I used a 2 liter soda bottle hatcher placed in a 5 gallon bucket in case of a leak, and hung a orange plastic shop light with a 60 watt incandescent bulb in the bucket near the hatcher for light and some warmth. worked pretty good. but you have to carfully separate the hatched shrimp at the bottom from cyst hulls that should float on the surface. if the SHs eat hulls, it plugs up their guts.
Thanks for the info Ken. I guess I must have gotten the cheap eggs or its been sitting on the shelf for a long time. Guess I’ll have to invest in some better premium eggs.
I have 6 2 liter bottle sitting in 20g tank with water 3/4 up the bottle. A small pump and a heater in the tank to keep the water at 80 degrees. Also, light above the tank.
I’ll make sure not to get any hull in the tank for the Seahorses.
Thats a great idea. You can do many different cultures with one heater. it looks like she is using FW aquarium salt, which is basically table salt, and epsoms salt, i believe. which is why she has to add buffer. if you use reef salt, none needed. its got everything.
I have several packs that are a few years old too,haven’t had any luck hatching them. However I do seem to have thousands of live mysis everywhere so I gave up on the brine
mysis would be much better for sea horses. it takes a whole lot o brine shrimp napoli to fill a horse. I do believe you can set up a small mysis breeding tank. they just eat either flake, or green flake / pellets or detritis. so a ten gallon tank with some coarse gravel and rubble rock and a sponge filter or bio wheel filter, and heater ought to do it. just seed it with a handfull of mysis/ gramara shrimp and feed them and let them breed. or pods as we call them. found this info
Cool, got some reading to do. Thanks Ken. I’m planning on getting some from Jason. maybe I’ll just turn that 20g brine shrimp hatchery into mysis and pods breeding/grow out thank.

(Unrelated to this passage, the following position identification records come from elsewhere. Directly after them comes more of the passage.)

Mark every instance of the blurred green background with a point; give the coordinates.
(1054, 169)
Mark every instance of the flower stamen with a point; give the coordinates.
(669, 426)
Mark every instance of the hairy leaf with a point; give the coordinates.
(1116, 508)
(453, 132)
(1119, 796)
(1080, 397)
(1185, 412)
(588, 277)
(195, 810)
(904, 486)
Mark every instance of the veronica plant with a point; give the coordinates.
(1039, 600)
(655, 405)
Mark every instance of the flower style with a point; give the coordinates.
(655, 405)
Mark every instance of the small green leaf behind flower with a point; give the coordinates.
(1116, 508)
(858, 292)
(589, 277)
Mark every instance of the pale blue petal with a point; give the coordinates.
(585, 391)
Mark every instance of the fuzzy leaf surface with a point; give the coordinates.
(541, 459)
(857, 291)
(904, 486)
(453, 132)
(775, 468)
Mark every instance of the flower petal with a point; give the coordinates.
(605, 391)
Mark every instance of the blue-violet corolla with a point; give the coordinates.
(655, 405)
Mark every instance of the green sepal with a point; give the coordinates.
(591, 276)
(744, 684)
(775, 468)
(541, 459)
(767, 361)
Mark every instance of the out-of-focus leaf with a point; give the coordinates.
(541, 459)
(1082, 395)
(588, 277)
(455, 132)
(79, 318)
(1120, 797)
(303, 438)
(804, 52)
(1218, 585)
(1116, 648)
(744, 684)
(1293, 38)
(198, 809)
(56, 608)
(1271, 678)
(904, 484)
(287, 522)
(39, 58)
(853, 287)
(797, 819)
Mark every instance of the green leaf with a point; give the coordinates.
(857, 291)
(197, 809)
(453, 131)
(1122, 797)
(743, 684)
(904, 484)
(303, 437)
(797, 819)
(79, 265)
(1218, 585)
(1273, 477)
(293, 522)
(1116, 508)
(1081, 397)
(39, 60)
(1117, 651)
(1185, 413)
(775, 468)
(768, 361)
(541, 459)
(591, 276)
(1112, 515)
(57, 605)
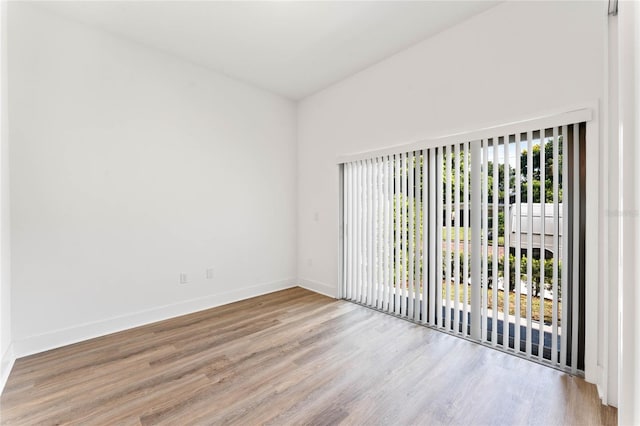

Let us know how mysis breeding goes. Would love see a small scale one like that. I takled with the guy who ran the NJ aquarium mysis/brine/phyto/etc setup. Freakin’ huge!!!
May sound dumb but if you don’t have one, get yourself a baby brine net, don’t use the coffee strainer thing, you’ll lose too much with that.
I used to use the old school San Francisco brand stuff that came in a pre-salted pack. That stuff always hatched out for me. I’ve also done it with mixing you’re own water up and stuff - one thing I used to do was add a little baking soda to keep the pH up.